90/10 Product Management.

While what I am writing about today is applicable across life, I want to zoom in and focus on how this can benefit product management.

This is not an essay just for professional product managers but for anyone who finds themselves in a product manager position. That is anyone who has to decide how a product or service is designed, built, and delivered to people.

Product managers are responsible for the planning, forecasting, and executing a product throughout its entire life cycle. This includes developing a product strategy, gathering requirements, creating a product road map, managing the product backlog, and ensuring that the product meets customer needs. Product managers also work with other departments to ensure that the product is successfully launched and marketed.

The role of the product manager has become increasingly important in recent years as companies have come to realize that successful products require a deep understanding of customer needs and market trends. Product managers are often seen as the link between the customer and the company and play a vital role in ensuring that products are developed and marketed effectively.

Even more specifically, this is about products and services that are digital and software-based. This is a fascinating niche because often, anything feels possible if we are coding it instead of having to build it physically, but this is just an illusion.

There are just as many restrictions and limitations when creating a product or service in software. You still have plenty of constraints such as legal limits, budget, time, team capabilities, and the laws of physics in general.

One of my favorite forcing functions when working on my products or advising startup founders is to think of how much of your vision of your product you can dilute, significantly reduce effort, and make things much simpler for yourself.

So if your 100% vision takes 100% effort, can you get 90% of what you want but expend only 10% of the effort? In other words, where are the compromise areas, especially in the things that are difficult and perhaps do not add as much value as you think they do?

My favorite tactic to achieve this is to constantly think of the “v1” of what we are doing. Can we ship something smaller, more straightforward, with fewer moving parts to think about?

I think like this because I have been constantly humbled about my abilities about being able to estimate or understand even the simplest of features.

I have never been able to accurately understand features as a whole up-front in my entire professional career. Additional considerations and complexities come into play as soon as you start designing, and then even more come up as you start coding.

So, start with the assumption that you don’t even know how complex something is going to be, but that it will for sure be more complicated than you assume it is going to be.

It is a little strange to treat yourself like a child, but this is what is required to put yourself in the right frame of mind. Sketch out the big ideas of your feature, scale it down, and then consider some of the edge cases. You will likely underestimate your edge cases by 50-100% at a minimum — and this is where the problems are.
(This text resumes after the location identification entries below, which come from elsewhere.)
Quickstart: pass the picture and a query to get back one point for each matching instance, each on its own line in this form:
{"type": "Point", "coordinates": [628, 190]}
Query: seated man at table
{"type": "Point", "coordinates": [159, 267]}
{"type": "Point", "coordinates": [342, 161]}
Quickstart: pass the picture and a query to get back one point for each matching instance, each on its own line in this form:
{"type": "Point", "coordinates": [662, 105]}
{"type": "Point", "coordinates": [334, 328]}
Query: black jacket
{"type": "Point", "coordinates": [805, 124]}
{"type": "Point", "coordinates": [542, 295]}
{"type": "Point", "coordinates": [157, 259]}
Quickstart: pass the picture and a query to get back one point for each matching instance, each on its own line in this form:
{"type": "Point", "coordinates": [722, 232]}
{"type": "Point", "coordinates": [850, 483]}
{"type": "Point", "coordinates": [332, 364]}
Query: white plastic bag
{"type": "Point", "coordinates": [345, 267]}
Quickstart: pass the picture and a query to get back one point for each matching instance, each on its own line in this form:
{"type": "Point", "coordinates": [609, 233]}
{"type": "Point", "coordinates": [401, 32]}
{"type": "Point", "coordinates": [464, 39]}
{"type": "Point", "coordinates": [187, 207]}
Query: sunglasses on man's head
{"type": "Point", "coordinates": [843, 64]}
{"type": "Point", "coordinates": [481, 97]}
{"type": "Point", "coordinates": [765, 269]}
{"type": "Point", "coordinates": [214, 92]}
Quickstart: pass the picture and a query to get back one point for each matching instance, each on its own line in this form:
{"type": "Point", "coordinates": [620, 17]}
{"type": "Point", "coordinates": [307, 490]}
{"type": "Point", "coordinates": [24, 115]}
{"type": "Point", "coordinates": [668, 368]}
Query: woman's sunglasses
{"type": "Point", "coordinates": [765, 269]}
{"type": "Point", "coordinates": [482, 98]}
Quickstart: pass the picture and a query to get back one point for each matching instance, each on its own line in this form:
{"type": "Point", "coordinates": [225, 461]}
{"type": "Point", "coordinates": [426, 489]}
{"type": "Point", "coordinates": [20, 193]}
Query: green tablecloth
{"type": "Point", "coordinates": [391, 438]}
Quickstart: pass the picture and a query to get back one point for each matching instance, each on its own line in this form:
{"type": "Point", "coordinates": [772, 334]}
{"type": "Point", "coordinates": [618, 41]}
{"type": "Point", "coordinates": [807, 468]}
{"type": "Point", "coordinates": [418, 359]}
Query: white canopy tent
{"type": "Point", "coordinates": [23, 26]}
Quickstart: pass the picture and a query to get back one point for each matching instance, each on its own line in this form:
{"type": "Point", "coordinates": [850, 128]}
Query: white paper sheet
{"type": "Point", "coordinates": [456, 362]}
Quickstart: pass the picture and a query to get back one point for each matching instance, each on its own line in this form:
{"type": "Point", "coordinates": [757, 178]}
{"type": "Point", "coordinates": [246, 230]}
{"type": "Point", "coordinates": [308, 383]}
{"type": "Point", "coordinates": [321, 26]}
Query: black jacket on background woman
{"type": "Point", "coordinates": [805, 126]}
If you bundle together enough edge cases for a given feature, they actually add up to both a significant amount of design and development work and also a lot of the usage of the product.

The other problem, often outside of the product manager’s responsibilities, is that budget and time are already fixed. Contracts and agreements and plans may have been made even before you started working, and you may or may not have been consulted, so these are constraints that you have to work with.
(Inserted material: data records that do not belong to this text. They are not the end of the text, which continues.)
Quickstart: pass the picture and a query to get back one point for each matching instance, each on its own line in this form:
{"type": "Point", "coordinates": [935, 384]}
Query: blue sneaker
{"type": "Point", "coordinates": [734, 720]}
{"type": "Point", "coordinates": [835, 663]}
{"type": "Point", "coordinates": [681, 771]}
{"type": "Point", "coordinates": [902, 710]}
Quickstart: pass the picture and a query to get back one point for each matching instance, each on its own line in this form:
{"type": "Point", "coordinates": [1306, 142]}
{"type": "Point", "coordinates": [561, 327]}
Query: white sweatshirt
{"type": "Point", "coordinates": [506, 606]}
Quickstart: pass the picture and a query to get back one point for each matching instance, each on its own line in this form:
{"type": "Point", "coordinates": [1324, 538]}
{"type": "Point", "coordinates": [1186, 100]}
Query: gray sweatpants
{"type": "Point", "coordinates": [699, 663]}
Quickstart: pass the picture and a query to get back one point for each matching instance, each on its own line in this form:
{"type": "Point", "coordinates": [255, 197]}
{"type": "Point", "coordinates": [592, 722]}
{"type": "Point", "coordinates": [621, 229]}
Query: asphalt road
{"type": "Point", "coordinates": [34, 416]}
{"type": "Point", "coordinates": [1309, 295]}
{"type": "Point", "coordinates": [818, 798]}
And so, the only lever left for you to manage is the scope. More often than not, you will regret taking on too much scope than taking on too little.

Don’t be scared to ship something that feels “underwhelming” to users or your management team. Just shipping something that works and is actually used is already a huge win, plenty of organizations fail at even this essential task.

Once you’ve got something in the hands of real people, speak to them. With a surprisingly small sample size (<10) you’ll have a good idea of what additional improvements you need to make, and this is your new starting point. And you apply the above 90/10 thinking to this improvement, make life easy for yourself, and ensure that you ship.

And then repeat.

Over time, this will lead to a team that has little stress, ships a consistently high-quality product that is user-centric, and gets in the habit of shipping a product regularly instead of having “one big-bang release”.

I am always skeptical of scheduled large product launches for this reason. My experience, and what I have seen others do that have been successful, is that good products don’t “launch” in one day. They take months and years to improve slowly until they solve specific problems really well. That’s when most people then become aware of the product, and it looks like an overnight success.

It’s not — it is lots of small, good decisions compounded over time.